From Vintage Volkswagens to Antique Bentleys, Insuring Your Prized-Ride
As a classic car owner you know that taking care of your car-baby requires TLC – but did you also know that your four-wheeled friend needs special insurance coverage?
There is no uniform definition of a “classic” car; the terms antique, vintage and classic are often used interchangeably. The Rhode Island Department of Motor Vehicles specifies just one designation—“antique,” which defines any motor vehicle more than twenty-five years old. Hotrods, exotic and luxury autos, muscle cars and classic trucks may also be designated as “classics.” Other unique vehicles may also qualify for special coverage including vintage military, classic motorcycles and antique tractors.

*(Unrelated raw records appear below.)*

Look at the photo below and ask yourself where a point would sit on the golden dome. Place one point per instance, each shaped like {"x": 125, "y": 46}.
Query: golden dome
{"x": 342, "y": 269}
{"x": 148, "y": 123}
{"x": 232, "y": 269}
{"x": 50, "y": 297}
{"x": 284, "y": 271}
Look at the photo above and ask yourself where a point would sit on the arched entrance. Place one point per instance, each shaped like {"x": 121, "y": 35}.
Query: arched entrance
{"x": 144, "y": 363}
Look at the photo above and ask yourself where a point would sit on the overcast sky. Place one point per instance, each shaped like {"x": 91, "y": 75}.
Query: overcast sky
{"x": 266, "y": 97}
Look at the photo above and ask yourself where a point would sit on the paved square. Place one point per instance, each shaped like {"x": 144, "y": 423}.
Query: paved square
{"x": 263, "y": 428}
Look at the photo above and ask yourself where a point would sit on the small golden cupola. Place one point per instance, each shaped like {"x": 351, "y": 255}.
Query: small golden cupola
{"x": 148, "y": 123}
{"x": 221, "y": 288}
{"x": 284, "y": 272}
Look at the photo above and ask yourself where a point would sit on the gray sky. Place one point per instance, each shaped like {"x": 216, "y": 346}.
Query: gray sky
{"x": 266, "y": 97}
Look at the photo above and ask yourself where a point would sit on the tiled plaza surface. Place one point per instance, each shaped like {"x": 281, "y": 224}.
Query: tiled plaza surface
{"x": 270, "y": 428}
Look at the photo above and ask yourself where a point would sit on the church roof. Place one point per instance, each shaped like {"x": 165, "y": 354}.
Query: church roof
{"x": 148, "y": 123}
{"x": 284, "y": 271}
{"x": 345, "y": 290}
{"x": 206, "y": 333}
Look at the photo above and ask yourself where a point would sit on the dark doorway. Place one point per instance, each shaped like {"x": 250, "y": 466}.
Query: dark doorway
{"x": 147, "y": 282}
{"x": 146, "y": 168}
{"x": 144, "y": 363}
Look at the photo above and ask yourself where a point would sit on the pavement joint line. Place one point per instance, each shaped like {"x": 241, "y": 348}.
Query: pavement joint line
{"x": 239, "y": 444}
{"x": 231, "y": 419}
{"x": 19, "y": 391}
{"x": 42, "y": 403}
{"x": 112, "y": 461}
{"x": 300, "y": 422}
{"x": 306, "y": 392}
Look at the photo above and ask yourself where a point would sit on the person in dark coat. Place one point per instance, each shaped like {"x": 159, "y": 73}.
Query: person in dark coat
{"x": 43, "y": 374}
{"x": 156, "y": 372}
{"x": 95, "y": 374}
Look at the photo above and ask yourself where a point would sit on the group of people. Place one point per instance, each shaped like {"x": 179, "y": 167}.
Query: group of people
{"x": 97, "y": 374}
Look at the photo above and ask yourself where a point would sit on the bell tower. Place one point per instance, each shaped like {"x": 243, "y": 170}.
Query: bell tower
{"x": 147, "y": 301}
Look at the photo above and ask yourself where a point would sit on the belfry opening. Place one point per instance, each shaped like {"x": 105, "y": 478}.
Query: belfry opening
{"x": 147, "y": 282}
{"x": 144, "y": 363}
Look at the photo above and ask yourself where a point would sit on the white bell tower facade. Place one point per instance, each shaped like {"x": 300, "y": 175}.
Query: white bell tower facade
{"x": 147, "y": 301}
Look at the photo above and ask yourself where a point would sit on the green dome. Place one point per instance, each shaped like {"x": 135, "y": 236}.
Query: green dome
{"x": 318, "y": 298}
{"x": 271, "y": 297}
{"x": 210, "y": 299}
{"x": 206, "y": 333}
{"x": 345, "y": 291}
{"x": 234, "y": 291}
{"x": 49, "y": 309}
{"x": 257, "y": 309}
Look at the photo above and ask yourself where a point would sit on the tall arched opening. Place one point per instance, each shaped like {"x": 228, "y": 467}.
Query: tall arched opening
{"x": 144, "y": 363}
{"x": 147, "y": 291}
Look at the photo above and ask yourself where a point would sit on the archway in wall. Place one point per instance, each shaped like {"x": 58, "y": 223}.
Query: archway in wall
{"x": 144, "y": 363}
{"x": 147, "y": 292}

There are more factors to consider when selecting a policy for your classic than when insuring your family car. First, if your car’s value exceeds its’ original selling price, it may be considered “collectible.” If this is the case, you’ll want a policy designed specifically for collectables. Second, and this is good news, even though your classic may have a higher replacement value than your every day car the premium may be less for two reasons:
- Antique and collectable cars tend to spend more time in storage than on the road. Underwriters may stipulate that your classic is not be used for commuting and will verify that you also own a primary car for everyday use. Some policies may include mileage limitations and require your vehicle to be securely garaged. If you will only drive your classic to club events, parades or other special occasions your rate may be further reduced based on limited specific usage.
- Your “daily driver” vehicle is insured with the premise that it is depreciating in value as it ages. Conversely, your classic may appreciate in value—especially if you are restoring it. In this case, you will want to periodically adjust your coverage to keep pace with the vehicle’s value as it increases.
And as with all auto insurance, your driving record is a key rate-determining factor.
When considering policy options, the value of your vehicle must first be agreed upon with your insurer. The Rhode Island DMV uses the Cars of Particular Interest (or CPI) guide to assign value for excise tax purposes— this guide can provide a fair starting point. Once determined, the value will be specified in your policy and your car will be covered up to that amount without depreciation.
Look for a policy that gives you flexibility to have any insured repair to your car-baby performed at a restoration shop and/or by a specialist, even if the service rates are higher than at a traditional repair shop. In addition to standard provisions for property damage and bodily injury liability, antique automobile policies generally offer coverage for towing and spare parts to replace vehicle components.